Fireworks freak me out. I used to be okay with them, and I looked forward to big displays every year. I was so excited when aerial fireworks were legalized in Utah because I wanted to be able to organise my own spectacular show. I was always the first to volunteer to light fireworks, and while I treated them (and the fire I yielded) respectfully, I never thought of them as explosives, just as semi-dangerous fun.
And then when NJ was a baby, we had friends that invested several hundred dollars in some of the biggest aerial fireworks to put on a show for a bunch of us. I was excited about it for weeks, so I planned what snacks to bring along and what patriotic outfit my 7 month old should wear. I invited a few family members to see the show and waited with giddy anticipation.
It was a disaster. The fireworks weren’t shooting up like they should. One tipped over and several blew out the sides instead of the top. A few fireworks flew right to where I sat with 7 month old NJ on my lap in the grass. I screamed and ran. My parents arrived and a firework exploded on the hood of their brand new car. Thankfully there was only one person injured and no property damaged.
We all walked away, and we were all “okay”.
But I was terrified. I had full-on ran with a baby in my arms. I worried that I had given her brain damage from the shaking she endured. I replayed the scene over and over in my mind, trying to figure out how I could have changed the outcome. I pictured sitting further away. I pictured the fireworks actually hitting my baby and me. I pictured us in the hospital, covered in burns and hooked up to IVs and machines that say “beeep”. I pictured us refusing to go at all, and wished that was reality.
I couldn’t drive past the location of the firework show for months. I would go out of my way to avoid it, even though it was right down the street from my house. I was tense for the rest of the month and slowly relaxed. I can drive past now.
But I still get freaked out by fireworks. I find myself hiding in the house, turning the TV way up and staying up far too late, because I can’t sleep while they’re happening. I can’t watch my kids play with sparklers or watch a firework show even from half a mile away without jumping at every boom. It’s embarrassing and I’m trying to work through it, but this time of year is really hard for me.
My triggers happen annually. I’m seldom reminded of the incident except during the month of July. For a woman suffering the after effects of birth trauma, her own baby might trigger flashbacks.
Many women have traumatic birth experiences. They might not be able to drive past the hospital/birth center where they gave birth. Maybe sex is scary because they’re terrified to get pregnant again. Certain sounds and smells and sights trigger them, and they end up shaking and clammy and gasping for air. Planning a pregnancy after birth trauma can be terrifying. If they choose to do so, they deserve respect, support, and acknowledgement.

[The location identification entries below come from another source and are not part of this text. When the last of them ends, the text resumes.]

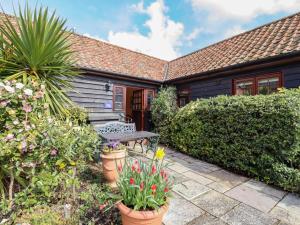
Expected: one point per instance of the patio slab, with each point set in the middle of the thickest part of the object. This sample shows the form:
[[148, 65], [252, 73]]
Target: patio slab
[[179, 168], [221, 187], [181, 211], [288, 209], [215, 203], [207, 219], [224, 176], [267, 189], [190, 189], [253, 197], [205, 194], [246, 215]]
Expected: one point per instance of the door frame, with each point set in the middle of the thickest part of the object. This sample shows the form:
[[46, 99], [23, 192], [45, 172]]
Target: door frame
[[144, 99]]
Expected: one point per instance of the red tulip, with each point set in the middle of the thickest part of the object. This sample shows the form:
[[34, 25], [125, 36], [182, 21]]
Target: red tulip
[[153, 169], [133, 168], [153, 187], [120, 168], [131, 181], [162, 173], [101, 207]]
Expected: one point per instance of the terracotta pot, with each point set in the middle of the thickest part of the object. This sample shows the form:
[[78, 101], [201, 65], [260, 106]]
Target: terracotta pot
[[110, 163], [132, 217]]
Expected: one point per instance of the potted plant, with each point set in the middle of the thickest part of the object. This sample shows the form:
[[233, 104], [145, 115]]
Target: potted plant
[[113, 156], [144, 190]]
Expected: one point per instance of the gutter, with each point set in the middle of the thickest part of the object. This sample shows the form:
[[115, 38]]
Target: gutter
[[237, 67], [119, 76]]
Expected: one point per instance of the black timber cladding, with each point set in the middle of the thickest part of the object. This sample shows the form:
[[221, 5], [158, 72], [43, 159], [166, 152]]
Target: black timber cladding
[[212, 87], [89, 92]]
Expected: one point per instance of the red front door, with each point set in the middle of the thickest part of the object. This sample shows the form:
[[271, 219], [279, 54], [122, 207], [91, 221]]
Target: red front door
[[141, 108]]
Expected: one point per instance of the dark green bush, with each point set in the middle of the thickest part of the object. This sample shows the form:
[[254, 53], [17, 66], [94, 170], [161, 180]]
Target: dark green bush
[[254, 135], [163, 109]]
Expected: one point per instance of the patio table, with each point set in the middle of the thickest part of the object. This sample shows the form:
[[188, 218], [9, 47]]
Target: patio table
[[137, 136]]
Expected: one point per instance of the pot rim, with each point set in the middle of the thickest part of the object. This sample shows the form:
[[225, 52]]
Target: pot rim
[[142, 214]]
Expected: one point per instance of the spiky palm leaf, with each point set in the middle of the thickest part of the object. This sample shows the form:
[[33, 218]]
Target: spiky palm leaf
[[37, 47]]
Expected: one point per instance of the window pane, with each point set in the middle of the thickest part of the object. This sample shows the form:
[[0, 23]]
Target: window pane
[[118, 106], [182, 102], [268, 85], [244, 88], [119, 98]]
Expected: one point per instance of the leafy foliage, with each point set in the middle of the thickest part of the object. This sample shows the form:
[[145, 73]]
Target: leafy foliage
[[255, 135], [163, 109], [145, 186], [40, 154], [36, 48]]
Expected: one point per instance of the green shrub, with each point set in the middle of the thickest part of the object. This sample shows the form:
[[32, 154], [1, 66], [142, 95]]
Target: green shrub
[[254, 135], [39, 154], [163, 109]]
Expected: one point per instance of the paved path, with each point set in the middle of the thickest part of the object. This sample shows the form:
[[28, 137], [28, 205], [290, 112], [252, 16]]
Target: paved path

Postpartum PTSD is a real thing. It’s scary and isolating, and it happens even when everyone comes home “healthy”. Maybe a birth is traumatic because a mom that planned on medication didn’t have time to get an epidural (or it stopped working), and she wasn’t ready for or okay with the sensations of natural birth. Maybe she had a cesarean birth that wasn’t planned on and feels as if the decision was taken out of her hands. Maybe she planned her cesarean but had a bad reaction to the anesthesia or can’t remember the moment of meeting her baby because she was shaking too hard. Maybe a planed unmedicated birth ended up with pitocen and medication and vacuum extraction.
Maybe, just maybe, everything went according to plan, and she’s traumatized anyway. She feels even more alone, because everything that happened was asked for. Everything that happened was part of the plan, but the feelings she’s having, the flashbacks and insomnia… that wasn’t part of the plan. Her feelings are dismissed because everyone is okay.
If any of this sounds familiar, please know that you are not alone. Please talk to someone if you haven’t already. There is help and hope. You are not broken. You are not stupid for feeling this way. Your feelings are valid and you deserve help and closure.
My firework fiasco happened in 2013. I managed to sit outside for the city display last night, and I even let my kids do sparklers. I still jump at the booms, but with a squeeze on my husband’s hand, I can feel reassurance that I’m okay and that my feelings are valid.
The same thing can happen with subsequent births after birth trauma. Don’t rush it, but do know that with a supportive partner, understanding care provider, and perhaps a doula at your side, you can make it through.